Le scénario semblait pourtant écrit d’avance. Pour Pierre-Alain Mounguengui, tout était en place pour une réélection sans accroc à la tête de la Fegafoot : un arsenal juridique taillé sur mesure pour étouffer toute alternance, une commission électorale acquise à sa cause et une mise à l’écart systématique de ses concurrents. Seul en piste, porté par une campagne médiatique intense — entre motions de soutien au JT de Gabon 1ère et colonnes complaisantes dans le quotidien L’Union — rien ne semblait pouvoir ébranler l’édifice.
Pourtant, ce lundi, le couperet est tombé. Par la voix de son ministre des Sports, Paul Ulrich Kessany, le gouvernement a annoncé la suspension du processus électoral, initialement prévu pour le 18 avril. Pour le clan Mounguengui, c’est la douche froide ; un véritable K.O. politique qu’ils n’avaient pas vu venir.

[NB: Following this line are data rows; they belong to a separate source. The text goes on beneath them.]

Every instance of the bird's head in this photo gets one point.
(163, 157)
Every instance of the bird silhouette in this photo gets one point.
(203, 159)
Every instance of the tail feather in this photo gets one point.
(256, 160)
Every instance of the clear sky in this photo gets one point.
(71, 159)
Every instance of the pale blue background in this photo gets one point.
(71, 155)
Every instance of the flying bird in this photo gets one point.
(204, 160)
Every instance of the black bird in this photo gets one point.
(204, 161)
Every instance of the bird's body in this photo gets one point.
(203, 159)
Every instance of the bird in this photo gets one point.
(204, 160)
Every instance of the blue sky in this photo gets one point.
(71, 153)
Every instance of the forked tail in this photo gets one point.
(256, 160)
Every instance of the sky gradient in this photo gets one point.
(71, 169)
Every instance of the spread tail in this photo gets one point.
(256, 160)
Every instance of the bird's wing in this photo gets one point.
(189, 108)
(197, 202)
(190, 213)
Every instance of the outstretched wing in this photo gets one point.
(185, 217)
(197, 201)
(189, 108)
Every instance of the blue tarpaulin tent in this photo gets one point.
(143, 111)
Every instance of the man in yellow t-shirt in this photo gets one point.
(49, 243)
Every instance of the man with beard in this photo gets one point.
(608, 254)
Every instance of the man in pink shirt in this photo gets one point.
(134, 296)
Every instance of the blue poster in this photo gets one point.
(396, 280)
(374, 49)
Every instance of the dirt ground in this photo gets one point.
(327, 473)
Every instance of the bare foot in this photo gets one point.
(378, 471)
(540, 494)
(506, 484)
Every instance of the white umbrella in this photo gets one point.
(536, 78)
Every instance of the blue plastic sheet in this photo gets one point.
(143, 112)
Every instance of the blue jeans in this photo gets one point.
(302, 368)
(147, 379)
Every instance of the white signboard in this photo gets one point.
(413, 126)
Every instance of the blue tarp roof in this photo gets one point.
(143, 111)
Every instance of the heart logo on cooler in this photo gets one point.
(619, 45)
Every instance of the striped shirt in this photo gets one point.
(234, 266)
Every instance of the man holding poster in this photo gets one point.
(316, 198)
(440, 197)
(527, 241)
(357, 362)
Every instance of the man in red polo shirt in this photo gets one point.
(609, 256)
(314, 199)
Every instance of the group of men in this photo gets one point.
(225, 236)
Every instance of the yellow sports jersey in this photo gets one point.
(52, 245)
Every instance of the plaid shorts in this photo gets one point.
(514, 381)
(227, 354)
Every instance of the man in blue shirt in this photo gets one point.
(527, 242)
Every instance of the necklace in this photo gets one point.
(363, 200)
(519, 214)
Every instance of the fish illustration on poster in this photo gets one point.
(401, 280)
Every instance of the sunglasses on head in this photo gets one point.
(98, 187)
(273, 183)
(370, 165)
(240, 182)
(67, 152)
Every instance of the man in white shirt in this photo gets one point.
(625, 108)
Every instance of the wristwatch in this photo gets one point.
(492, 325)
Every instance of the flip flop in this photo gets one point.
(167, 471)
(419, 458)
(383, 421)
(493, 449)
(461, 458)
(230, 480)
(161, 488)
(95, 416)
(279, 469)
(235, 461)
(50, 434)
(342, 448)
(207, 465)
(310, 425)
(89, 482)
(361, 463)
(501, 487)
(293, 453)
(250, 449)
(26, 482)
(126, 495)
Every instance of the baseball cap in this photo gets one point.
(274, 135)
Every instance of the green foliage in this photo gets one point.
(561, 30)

Un survivant aux prises avec son passé
Si le ministre a longtemps pesé le pour et le contre, craignant notamment l’ire de la FIFA, la décision marque peut-être le crépuscule de l’ère Mounguengui. Le dirigeant traîne derrière lui un bilan lourd de controverses. On se souvient de ses démêlés judiciaires pour des soupçons « non-dénonciation » dans l’ombre de scandales d’agressions sexuelles qui ont souillé le football national. Un épisode qui l’avait conduit à la prison centrale de Libreville, d’où il continuait de diriger la fédération, avant d’être libéré sous la pression insistante de Gianni Infantino.
Au-delà des tribunaux, c’est aussi sa gestion humaine qui a souvent fait défaut. Ses relations exécrables avec les cadres de la sélection, au premier rang desquels l’ex-capitaine Pierre-Emerick Aubameyang, ont régulièrement pollué l’atmosphère des Panthères. On garde en mémoire l’affaire de l’avion « low-cost » en 2018, alors que les joueurs s’apprêtaient à rallier Juba pour affronter le Soudan du Sud lors des éliminatoires de la CAN 2019, ou encore la mutinerie des joueurs lors de la CAN au Cameroun pour des primes non versées.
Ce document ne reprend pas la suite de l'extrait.